Son enfance et son évolution

Contrairement à l’histoire d’Hildegarde de Bingen que l’on raconte, au départ, elle ne s’appelle pas Hildegarde de Bingen. Elle naît, dixième enfant de Mathild et Hildebert, qui sont des nobles de la bonne société du comté de Spanheim dans le Palatinat. Elle était d’une noblesse de bon rang et ses parents étaient des gens importants. C’est une enfant facile, mais fragile de santé, c’est le problème. Elle est très réservée, souvent perdue dans ses pensées et ses rêves. Devenue adulte, elle dira avoir reçu dès son plus jeune âge les premières grâces du « Très Haut ». En l’occurrence, elle dira « Dans la troisième année de mon âge, j’ai vu une telle lumière que mon âme en a été ébranlée. Mais à cause de mon enfance, je n’ai rien pu dire. » Son entourage familial repère assez vite que cette enfant présente de bien curieuses facultés.

Ses capacités médiumniques

Assise alors qu’elle est à peine âgée de cinq ans avec la nourrice qui la garde, devant une vache qui est dans son pré, elle déclare à la nourrice : « Vois donc le joli petit veau qui est dans cette vache. Il est blanc avec des taches au front, aux pieds et au dos. » La nourrice se demande comment la petite a pu deviner que la vache était pleine. Quelques jours plus tard, lorsque le petit veau va naître, avec toutes ces particularités décrites par Hildegarde, que la nourrice découvre qu’elle a exactement les tâches et les particularités de pelage qu’a décrit la petite fille. 

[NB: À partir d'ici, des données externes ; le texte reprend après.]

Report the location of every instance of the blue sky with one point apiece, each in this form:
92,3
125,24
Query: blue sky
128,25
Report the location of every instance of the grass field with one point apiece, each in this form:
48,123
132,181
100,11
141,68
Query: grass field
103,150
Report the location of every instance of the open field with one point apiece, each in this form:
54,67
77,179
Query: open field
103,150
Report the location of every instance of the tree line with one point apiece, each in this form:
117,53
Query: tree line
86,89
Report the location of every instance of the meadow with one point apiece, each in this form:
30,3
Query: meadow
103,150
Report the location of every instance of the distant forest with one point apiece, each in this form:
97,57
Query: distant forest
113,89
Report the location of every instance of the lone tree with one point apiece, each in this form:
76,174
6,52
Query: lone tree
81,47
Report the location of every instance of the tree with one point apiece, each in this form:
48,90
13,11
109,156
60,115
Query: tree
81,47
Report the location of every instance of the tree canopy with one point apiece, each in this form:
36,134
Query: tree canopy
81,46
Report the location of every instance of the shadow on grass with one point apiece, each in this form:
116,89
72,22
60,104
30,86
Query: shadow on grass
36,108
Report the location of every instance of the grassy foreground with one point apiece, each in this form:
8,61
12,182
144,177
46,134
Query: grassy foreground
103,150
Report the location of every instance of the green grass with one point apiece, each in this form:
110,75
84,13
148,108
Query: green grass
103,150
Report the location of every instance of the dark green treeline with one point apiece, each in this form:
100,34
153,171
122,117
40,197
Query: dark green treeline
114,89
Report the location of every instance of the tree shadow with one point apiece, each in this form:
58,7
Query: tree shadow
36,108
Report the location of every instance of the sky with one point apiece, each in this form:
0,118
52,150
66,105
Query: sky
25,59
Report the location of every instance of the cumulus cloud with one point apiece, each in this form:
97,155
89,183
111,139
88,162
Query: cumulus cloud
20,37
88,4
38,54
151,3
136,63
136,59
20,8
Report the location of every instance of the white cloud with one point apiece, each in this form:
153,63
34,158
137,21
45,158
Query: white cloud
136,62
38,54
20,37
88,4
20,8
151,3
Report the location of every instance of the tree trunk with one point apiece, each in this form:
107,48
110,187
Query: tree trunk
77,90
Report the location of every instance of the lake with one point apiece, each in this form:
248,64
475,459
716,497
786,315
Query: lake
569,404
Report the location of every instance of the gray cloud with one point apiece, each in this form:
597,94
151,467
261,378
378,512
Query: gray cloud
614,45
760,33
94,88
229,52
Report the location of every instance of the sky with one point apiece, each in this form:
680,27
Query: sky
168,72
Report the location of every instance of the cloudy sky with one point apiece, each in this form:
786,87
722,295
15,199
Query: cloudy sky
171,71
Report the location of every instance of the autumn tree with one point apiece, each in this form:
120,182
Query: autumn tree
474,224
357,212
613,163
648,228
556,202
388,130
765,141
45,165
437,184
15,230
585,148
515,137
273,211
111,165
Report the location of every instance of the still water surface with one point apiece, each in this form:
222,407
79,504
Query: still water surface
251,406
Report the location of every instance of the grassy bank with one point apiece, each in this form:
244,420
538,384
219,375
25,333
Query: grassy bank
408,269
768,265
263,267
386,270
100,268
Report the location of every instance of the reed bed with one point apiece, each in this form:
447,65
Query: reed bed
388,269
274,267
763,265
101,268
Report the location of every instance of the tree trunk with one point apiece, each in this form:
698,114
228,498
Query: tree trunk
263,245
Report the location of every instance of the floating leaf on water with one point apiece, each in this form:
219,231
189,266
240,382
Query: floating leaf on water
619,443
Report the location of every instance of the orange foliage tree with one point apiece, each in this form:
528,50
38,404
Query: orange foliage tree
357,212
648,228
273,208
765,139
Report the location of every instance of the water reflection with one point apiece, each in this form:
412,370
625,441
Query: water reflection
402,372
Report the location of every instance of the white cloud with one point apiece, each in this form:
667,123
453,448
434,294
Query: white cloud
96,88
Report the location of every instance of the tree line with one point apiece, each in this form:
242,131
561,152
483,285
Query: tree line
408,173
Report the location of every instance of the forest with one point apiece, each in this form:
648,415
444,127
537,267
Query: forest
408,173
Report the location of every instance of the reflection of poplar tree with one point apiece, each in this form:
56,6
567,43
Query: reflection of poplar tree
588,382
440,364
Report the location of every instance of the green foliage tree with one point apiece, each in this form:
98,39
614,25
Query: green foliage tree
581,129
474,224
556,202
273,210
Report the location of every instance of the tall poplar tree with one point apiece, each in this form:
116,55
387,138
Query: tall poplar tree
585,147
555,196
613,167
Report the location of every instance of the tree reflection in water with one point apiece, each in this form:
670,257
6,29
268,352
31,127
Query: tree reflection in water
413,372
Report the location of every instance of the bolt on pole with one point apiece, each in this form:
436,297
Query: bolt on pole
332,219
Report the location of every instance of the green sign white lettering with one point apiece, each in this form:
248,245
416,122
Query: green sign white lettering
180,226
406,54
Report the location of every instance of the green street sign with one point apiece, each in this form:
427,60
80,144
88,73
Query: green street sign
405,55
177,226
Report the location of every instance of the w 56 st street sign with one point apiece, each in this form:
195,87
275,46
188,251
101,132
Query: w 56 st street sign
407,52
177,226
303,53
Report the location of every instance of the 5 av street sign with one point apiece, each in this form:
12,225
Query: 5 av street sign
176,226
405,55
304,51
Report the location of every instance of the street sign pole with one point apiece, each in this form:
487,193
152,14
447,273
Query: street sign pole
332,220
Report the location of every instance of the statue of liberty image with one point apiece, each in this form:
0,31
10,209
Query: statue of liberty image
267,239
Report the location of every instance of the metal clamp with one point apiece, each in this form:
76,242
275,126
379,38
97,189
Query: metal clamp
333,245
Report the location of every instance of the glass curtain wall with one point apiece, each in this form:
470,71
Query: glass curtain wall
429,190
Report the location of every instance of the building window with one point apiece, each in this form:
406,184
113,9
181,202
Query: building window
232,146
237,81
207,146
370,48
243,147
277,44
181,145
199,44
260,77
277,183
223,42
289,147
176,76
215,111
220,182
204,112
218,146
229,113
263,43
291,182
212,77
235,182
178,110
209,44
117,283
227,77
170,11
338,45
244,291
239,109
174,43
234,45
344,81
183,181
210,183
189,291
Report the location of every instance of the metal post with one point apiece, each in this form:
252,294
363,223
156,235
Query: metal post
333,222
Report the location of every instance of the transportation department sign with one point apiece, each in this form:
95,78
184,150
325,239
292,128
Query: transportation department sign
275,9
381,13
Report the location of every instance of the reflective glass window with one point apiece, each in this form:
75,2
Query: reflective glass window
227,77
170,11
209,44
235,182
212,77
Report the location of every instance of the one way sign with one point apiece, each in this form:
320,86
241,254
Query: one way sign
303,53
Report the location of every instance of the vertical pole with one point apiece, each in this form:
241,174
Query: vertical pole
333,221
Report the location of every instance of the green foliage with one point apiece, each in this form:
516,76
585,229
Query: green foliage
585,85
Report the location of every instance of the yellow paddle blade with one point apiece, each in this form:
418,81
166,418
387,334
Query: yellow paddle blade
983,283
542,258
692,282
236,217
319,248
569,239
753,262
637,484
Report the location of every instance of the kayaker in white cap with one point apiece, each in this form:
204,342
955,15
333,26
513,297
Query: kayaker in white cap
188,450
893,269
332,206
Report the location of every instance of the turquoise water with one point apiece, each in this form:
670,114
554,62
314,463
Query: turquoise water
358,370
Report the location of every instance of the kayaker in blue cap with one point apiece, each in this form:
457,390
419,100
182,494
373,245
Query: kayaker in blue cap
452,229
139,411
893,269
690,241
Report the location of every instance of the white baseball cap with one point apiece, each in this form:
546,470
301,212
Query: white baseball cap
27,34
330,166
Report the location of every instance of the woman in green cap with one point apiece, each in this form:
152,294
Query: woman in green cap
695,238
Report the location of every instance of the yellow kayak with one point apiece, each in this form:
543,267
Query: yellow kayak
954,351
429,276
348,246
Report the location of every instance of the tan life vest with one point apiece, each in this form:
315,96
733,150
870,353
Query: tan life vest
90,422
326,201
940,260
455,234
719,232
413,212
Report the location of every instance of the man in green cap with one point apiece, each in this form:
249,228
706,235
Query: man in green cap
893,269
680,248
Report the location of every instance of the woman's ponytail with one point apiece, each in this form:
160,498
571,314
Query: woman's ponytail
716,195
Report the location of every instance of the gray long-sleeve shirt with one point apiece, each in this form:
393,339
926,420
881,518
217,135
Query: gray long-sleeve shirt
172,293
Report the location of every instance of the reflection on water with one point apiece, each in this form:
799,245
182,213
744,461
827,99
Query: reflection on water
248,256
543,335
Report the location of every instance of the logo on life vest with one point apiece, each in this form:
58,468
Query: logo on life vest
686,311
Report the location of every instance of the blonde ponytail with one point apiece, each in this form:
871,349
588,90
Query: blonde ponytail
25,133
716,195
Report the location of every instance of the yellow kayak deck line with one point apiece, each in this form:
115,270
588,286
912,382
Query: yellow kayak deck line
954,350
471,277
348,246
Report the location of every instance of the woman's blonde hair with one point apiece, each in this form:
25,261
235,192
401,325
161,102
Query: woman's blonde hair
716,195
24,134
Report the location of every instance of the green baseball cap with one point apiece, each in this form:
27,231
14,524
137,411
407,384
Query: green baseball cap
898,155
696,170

Donc, elle a des capacités médiumniques et l’histoire d’Hildegarde de Bingen commence. Pour Hildegarde, ses visions ne sont pas toujours faciles à gérer, comme elle le dira plus tard, parce qu’elle se sent isolée. Elle a conscience que les autres ne voient pas du tout la même chose qu’elle et elle n’ose pas trop le dire. Hildegarde se tait et elle se dit qu’il est peut-être préférable de ne pas révéler ce qu’elle voit et qui souvent la dépasse parce qu’elle ne comprend pas forcément ce qu’elle voit

Son éducation

Lorsqu’elle atteint ses huit ans, ses parents pensent qu’il est temps qu’elle reçoive une bonne éducation. Ça commence évidemment par savoir lire et écrire. Et ces gens-là considèrent que les filles doivent être aussi instruites que les garçons, ce qui est une bonne chose. Elle va recevoir d’abord une éducation humaine et chrétienne qui lui sera dispensée par une veuve consacrée, donc une femme qui est restée veuve et qui s’est plutôt consacrée aux religieux.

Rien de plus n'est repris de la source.